Prior to forming Mandeville Films, Hoberman served as president of the Motion Picture Group of Walt Disney Studios, where he was responsible for overseeing development and production for all feature films for Walk Disney Pictures, Touchstone and Hollywood Pictures. During Hoberman’s tenure, Disney was often the number one studio in domestic box office grosses. In 1990, "Pretty Woman," supervised by Hoberman, was the number one grossing film of the year, and its soundtrack was the top-selling soundtrack of the year. Hoberman was also behind the releasing of major blockbusters including "Father of the Bride," "What About Bob," "Dead Poets Society," "Crimson Tide," "The Jungle Book," "Ed Wood," "Dangerous Minds," "Ruthless People," "Beaches," "The Rocketeer," "The Doctor," "Sister Act," "Alive," "What’s Love Got To Do With It," "Cool Runnings," "Three Musketeers," "Tin Men," "Stakeout," "When a Man Loves a Woman," "Three Men and a Baby," and "Honey, I Shrunk the Kids." While an executive at Disney, Hoberman championed the first-ever stop-motion-animated full-length feature, Tim Burton’s "The Nightmare Before Christmas."

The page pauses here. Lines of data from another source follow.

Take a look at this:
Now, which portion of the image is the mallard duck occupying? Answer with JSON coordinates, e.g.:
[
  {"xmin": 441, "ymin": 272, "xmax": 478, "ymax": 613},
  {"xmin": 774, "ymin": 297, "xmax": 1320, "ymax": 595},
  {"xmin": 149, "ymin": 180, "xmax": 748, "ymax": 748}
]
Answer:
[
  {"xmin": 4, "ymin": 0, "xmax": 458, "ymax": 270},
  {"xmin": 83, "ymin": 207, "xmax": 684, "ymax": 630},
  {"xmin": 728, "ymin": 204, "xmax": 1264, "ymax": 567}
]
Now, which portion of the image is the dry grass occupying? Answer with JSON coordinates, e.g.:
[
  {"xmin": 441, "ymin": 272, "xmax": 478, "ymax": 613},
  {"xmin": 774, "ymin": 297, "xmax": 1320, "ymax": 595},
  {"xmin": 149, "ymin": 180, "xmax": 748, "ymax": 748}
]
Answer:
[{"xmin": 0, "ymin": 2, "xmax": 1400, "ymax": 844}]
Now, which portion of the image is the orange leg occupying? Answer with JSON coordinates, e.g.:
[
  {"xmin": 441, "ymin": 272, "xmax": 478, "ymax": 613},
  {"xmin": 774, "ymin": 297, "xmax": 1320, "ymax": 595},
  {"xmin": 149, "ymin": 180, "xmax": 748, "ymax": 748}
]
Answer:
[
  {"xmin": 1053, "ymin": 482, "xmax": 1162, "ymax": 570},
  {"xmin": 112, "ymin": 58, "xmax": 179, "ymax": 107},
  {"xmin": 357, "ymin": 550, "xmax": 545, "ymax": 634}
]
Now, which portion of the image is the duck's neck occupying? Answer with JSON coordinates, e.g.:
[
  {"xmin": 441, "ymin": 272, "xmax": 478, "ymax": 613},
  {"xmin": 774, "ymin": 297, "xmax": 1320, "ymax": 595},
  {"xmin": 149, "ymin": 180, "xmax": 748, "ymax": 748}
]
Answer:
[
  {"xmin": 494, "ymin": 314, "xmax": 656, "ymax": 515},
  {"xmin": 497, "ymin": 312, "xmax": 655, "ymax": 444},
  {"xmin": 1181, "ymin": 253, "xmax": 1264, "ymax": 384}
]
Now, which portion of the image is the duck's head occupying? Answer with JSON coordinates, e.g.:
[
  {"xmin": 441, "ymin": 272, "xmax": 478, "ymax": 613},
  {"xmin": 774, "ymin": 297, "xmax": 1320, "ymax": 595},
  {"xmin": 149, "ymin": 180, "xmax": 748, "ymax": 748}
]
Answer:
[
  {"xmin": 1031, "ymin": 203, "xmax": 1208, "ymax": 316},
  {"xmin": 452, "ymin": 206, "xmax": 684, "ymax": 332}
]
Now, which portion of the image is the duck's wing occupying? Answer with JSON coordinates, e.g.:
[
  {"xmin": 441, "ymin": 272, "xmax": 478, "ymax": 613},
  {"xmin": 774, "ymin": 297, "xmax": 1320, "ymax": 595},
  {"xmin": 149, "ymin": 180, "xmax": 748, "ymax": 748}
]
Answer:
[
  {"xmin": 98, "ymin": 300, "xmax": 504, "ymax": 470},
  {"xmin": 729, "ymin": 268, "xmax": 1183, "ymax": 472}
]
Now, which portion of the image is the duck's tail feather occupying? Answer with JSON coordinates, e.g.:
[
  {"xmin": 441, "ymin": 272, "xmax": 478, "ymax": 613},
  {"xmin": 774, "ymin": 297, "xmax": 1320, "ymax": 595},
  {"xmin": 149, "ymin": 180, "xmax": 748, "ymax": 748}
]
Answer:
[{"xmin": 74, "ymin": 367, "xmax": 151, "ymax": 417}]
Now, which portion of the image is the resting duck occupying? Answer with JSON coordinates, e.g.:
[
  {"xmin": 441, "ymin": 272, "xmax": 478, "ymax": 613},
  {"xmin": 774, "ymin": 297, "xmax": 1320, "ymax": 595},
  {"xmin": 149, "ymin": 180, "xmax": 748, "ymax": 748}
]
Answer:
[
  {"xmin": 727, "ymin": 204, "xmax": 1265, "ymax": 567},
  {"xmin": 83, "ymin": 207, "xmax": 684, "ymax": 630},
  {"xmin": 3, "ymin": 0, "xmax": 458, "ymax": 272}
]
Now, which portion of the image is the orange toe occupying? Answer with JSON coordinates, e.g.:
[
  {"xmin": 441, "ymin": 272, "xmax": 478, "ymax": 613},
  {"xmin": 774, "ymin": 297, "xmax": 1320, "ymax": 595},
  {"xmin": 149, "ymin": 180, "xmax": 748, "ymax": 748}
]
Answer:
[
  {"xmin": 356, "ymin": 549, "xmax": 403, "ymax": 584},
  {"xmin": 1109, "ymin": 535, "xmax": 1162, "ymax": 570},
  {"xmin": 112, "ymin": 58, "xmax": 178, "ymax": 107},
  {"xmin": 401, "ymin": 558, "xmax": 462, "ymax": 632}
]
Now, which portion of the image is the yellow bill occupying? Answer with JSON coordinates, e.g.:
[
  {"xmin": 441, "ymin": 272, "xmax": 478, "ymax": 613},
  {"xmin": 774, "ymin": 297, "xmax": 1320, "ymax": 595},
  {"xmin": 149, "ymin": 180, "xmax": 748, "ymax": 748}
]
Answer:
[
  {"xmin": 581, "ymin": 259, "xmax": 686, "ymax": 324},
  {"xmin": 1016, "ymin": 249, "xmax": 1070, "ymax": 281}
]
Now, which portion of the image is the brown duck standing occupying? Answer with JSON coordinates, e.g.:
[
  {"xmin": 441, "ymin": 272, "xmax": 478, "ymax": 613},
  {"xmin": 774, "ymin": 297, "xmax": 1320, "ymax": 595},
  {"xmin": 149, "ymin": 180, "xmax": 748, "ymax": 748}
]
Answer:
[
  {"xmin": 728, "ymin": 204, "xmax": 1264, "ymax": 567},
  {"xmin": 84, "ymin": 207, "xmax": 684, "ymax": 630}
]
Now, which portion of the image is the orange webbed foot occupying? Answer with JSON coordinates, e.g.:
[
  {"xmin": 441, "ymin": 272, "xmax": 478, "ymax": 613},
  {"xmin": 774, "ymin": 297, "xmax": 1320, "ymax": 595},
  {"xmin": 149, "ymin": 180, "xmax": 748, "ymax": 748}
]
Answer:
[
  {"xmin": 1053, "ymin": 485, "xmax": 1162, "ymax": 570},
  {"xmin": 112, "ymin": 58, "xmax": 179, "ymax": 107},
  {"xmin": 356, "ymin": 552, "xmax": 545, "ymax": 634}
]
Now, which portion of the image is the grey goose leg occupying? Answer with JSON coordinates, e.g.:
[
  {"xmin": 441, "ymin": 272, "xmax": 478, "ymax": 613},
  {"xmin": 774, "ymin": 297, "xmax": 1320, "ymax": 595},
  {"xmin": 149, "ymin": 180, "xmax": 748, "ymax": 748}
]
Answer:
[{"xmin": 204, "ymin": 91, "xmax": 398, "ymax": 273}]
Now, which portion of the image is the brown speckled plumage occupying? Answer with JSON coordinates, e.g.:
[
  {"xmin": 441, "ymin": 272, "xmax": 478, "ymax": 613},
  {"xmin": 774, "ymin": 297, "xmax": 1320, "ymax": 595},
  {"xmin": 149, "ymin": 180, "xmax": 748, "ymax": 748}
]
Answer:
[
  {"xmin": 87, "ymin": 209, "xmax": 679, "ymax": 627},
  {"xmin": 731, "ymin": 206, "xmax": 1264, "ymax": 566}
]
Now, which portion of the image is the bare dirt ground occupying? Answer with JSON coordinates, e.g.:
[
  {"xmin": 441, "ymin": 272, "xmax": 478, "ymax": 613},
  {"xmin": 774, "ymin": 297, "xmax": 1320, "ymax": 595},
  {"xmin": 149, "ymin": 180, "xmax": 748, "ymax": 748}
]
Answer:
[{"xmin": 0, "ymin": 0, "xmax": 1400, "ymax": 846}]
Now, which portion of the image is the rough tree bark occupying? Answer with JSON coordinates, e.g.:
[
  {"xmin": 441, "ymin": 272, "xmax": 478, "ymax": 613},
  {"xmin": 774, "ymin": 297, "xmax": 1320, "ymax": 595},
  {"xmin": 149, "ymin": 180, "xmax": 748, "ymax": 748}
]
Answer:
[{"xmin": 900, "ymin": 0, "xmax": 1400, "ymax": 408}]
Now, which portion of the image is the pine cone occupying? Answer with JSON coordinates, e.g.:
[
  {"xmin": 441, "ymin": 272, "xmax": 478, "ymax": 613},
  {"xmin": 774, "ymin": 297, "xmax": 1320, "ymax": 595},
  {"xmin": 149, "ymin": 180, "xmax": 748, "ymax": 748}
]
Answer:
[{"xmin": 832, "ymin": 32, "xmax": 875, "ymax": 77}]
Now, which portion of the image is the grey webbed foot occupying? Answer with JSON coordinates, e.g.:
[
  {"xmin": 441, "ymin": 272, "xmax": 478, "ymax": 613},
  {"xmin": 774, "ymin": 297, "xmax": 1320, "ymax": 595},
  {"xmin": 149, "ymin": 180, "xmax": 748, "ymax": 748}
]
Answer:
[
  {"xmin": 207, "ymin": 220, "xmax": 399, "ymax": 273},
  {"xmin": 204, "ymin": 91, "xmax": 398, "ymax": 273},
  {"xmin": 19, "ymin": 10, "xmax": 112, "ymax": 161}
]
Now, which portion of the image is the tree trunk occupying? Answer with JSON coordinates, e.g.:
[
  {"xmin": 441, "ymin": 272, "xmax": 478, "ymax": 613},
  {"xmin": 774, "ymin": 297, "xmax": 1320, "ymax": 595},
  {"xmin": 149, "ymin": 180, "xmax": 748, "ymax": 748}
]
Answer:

Hoberman started his career working in the mailroom at ABC and quickly ascended in the entertainment business, working for Norman Lear’s Tandem/T.A.T. in television and film. He worked as a talent agent at ICM before joining Disney in 1985. Today, Hoberman is an associate professor with UCLA’s Graduate School in the Producers Program. He sat on the board of the Starlight Starbright Foundation for more than 10 years, is a member of the Board of the Anxiety Disorders Association of America, and sat on the Board of the Los Angeles Free Clinic for six years. He is currently a member of the Board of Overseers at the Hammer Museum in Los Angeles. Hoberman is also a member of the Academy of Motion Pictures Arts & Sciences and the Academy of Television Arts & Sciences.